Since first reading that novel, I have been (quite frankly) obsessed with immersing myself in and trying to understand the impact of setting in every work I read. Mid-20th century Southern California in Mildred Pierce, pre-revolution Russia in Anna Karenina, New York during the Roaring '20's in The Great Gatsby, Ireland prior to the War of Independence in Dubliners, and the list goes on. Because I so appreciate how setting informs a story, my own creative writing is, for the most part, heavily steeped in the culture of New England. Being from just outside Boston, I understand the character of this particular region of the country and use this knowledge to create stories I view as time capsules of a place and time – my place and time.

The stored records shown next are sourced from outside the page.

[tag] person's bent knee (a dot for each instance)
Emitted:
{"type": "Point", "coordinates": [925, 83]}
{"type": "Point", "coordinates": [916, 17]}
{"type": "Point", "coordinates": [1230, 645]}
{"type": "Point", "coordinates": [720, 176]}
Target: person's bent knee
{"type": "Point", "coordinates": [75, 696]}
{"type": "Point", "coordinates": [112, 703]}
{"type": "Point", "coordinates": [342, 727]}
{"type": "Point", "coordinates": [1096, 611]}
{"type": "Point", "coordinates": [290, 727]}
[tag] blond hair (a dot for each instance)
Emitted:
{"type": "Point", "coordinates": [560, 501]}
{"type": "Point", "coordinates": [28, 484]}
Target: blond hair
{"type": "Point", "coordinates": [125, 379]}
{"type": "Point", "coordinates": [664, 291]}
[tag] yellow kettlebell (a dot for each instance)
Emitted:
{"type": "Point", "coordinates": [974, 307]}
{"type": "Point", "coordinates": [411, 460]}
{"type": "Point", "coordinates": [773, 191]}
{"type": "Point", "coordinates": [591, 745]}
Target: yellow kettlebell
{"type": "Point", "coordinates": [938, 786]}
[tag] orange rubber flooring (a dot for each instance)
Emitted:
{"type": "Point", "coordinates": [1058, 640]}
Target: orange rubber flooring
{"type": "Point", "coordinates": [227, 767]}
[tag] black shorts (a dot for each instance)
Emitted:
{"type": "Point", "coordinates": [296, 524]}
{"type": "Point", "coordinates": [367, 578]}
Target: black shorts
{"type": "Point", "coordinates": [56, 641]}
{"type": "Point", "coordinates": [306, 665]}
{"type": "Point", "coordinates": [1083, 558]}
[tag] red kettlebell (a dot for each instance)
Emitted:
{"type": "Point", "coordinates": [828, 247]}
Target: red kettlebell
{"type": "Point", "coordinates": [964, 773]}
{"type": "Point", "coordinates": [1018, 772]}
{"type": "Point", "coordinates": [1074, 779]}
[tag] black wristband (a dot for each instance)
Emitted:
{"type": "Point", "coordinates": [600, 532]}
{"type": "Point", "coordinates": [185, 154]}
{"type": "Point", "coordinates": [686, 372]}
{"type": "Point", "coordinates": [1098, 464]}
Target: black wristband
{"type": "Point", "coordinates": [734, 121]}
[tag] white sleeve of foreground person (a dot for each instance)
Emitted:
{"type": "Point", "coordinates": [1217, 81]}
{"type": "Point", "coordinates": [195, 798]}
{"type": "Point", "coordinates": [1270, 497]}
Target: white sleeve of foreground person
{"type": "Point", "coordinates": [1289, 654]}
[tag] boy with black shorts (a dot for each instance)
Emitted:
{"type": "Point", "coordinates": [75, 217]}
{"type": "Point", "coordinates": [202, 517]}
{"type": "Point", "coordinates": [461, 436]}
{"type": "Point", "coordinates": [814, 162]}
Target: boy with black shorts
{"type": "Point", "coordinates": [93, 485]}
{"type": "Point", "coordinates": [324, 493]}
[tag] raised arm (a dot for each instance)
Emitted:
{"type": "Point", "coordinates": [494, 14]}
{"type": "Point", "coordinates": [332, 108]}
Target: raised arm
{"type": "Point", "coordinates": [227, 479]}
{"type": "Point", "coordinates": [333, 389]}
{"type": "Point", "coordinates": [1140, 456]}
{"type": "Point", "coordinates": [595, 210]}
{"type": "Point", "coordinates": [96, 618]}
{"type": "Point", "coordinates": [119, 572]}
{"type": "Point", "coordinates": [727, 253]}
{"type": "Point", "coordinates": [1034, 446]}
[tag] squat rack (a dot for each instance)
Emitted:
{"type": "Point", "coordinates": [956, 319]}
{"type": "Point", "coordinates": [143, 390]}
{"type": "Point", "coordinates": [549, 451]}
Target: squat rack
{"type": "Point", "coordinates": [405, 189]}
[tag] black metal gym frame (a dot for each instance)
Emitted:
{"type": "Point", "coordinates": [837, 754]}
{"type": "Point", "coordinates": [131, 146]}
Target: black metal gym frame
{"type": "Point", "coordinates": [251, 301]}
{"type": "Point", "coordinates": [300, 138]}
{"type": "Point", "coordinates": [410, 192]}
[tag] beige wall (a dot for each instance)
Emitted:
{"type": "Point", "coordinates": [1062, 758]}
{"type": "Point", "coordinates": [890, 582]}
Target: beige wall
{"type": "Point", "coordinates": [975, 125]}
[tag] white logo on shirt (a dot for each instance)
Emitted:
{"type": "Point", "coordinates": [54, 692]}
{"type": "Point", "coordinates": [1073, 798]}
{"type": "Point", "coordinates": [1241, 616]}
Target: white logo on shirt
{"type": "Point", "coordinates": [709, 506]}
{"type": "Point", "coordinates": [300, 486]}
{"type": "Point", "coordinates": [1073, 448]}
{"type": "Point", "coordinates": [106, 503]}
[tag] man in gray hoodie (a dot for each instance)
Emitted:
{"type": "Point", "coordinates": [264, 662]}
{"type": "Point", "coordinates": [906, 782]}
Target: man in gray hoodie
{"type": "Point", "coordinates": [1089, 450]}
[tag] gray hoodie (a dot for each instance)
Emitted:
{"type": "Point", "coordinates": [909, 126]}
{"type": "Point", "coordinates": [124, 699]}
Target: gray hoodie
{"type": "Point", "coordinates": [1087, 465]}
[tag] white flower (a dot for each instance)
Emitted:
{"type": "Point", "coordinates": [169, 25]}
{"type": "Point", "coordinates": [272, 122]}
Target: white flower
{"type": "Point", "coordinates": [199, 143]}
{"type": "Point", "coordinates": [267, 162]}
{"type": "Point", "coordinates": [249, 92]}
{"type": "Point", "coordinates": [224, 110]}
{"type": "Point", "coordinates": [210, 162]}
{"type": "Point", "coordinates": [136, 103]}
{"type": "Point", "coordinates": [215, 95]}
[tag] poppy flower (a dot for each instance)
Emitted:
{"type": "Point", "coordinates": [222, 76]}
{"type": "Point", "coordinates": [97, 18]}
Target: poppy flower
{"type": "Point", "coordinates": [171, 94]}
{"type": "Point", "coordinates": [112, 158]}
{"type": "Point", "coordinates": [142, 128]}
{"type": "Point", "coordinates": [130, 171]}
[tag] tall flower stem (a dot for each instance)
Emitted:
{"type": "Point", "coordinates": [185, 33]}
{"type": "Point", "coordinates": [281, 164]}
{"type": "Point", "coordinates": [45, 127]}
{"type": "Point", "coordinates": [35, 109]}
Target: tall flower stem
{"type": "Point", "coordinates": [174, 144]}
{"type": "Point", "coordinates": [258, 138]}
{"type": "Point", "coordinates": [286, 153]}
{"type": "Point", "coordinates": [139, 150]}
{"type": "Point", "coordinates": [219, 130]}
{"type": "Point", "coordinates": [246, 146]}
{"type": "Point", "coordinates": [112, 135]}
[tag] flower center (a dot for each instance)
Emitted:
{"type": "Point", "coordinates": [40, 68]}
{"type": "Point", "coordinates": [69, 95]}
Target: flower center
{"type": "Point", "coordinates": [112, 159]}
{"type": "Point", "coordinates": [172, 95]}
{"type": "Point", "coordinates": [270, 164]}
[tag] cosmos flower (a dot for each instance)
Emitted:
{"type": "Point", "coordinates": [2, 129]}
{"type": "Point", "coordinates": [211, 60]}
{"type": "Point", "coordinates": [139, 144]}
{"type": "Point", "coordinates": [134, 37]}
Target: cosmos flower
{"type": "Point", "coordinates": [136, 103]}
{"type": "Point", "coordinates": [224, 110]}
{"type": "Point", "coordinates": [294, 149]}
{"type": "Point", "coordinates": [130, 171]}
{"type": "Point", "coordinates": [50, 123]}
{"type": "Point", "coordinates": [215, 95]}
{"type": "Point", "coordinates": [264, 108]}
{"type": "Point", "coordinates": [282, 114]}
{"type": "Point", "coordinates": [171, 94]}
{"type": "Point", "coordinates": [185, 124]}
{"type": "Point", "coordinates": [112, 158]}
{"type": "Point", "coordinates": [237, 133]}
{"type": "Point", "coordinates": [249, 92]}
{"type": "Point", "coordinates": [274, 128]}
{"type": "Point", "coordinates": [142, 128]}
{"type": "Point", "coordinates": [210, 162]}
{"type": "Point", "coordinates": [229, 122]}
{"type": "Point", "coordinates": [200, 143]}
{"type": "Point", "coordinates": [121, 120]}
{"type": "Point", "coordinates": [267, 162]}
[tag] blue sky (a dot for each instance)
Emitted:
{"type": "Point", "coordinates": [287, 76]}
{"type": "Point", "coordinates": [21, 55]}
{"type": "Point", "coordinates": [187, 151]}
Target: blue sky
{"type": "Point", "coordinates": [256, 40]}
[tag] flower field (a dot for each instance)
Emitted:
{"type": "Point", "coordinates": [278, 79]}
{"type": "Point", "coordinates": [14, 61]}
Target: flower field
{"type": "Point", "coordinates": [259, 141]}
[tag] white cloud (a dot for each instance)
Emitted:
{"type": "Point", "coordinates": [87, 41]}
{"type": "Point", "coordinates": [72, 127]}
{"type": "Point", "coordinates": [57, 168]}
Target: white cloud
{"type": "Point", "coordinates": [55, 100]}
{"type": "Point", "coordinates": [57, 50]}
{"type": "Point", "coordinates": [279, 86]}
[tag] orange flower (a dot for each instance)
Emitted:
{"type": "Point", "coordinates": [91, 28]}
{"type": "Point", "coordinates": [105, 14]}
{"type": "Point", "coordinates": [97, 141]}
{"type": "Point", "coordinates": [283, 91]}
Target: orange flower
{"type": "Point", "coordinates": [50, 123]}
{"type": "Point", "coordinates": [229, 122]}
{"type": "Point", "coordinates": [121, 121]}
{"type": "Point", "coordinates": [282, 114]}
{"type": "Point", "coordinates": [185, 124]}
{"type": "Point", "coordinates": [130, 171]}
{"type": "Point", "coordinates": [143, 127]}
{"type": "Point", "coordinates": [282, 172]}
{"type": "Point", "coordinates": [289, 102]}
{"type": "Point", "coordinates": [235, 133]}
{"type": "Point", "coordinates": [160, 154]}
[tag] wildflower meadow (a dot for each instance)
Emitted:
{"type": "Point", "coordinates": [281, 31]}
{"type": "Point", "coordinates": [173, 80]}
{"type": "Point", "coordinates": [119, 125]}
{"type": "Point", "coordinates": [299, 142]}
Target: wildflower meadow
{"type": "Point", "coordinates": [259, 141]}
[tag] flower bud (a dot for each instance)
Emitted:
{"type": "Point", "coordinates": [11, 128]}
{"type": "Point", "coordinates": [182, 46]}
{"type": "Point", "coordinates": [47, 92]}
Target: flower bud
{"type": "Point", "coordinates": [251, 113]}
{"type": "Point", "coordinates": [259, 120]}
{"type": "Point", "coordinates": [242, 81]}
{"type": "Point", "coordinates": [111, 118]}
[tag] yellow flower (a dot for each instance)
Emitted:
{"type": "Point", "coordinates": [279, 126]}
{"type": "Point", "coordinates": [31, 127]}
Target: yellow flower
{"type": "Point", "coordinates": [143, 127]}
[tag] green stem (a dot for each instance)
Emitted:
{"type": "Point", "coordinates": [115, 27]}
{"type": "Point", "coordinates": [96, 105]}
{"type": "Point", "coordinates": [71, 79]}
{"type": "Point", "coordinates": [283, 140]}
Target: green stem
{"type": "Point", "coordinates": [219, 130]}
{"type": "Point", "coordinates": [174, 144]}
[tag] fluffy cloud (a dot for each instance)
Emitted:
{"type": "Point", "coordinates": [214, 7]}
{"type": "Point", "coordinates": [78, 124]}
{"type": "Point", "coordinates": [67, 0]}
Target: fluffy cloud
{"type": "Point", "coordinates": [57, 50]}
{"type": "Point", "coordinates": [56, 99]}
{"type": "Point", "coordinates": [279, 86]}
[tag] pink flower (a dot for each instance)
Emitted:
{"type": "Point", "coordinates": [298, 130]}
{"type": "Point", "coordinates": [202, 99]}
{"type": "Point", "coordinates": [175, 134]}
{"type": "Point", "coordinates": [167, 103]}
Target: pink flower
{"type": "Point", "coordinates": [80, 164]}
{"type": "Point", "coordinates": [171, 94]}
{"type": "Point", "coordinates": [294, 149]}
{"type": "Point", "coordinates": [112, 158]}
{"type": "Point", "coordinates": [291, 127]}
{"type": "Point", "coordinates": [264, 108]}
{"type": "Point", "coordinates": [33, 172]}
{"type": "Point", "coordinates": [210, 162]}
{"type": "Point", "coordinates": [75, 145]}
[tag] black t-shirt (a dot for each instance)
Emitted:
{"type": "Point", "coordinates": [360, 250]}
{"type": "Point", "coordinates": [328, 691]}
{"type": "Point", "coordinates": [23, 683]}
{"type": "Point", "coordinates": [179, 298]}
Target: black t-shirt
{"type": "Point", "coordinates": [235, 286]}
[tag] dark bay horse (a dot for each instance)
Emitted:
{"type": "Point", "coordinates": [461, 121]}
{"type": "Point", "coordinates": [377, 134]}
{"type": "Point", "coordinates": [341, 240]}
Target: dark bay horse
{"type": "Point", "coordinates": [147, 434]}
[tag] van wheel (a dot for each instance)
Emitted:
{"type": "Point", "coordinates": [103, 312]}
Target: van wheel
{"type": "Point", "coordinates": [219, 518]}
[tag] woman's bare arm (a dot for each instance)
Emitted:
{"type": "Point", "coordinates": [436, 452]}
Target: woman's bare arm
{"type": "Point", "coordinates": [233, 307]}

For me, the opportunity to be a "Bookpacker" epitomizes one of the things I love most about literature – to immerse oneself in the culture of a setting with which one might not be familiar. I had never been to southern Louisiana prior to this trip, but I already feel as though I am getting a glimpse into the world of Edna Pontellier, Lestat de Lioncourt, and Ignatius J. Reilly (to name a few) in a way few other people do. Who better to teach me about the uniqueness of New Orleans than these characters and the authors who created them?

That's me and Sarah. Sarah's nice. And cool. And Scottish.

That's me and Sarah. Sarah's nice. And cool. And Scottish.

So many people nowadays would have us believe that fiction doesn’t matter. It’s frivolous and it won’t cure cancer. Yes, it’s true you won’t find the cure for cancer within the pages of A Confederacy of Dunces. But what you will find is the key to unlocking something we, as human beings, strive and struggle for every day – understanding.

Peoples, cultures, nations impose narratives on other peoples, cultures, nations and, too often, the truth of identity gets lost along the way. But the narratives about ourselves, provided by we, ourselves – that’s where truth lives. Who are we, if not the stories we tell? If everyone travelled with a book in their hand – a true book that speaks with the voice of a place and a people – then I think we’d all be much better at the art of understanding.

So…yeah. That’s what Bookpacking means to me. Hope y’all like my blog!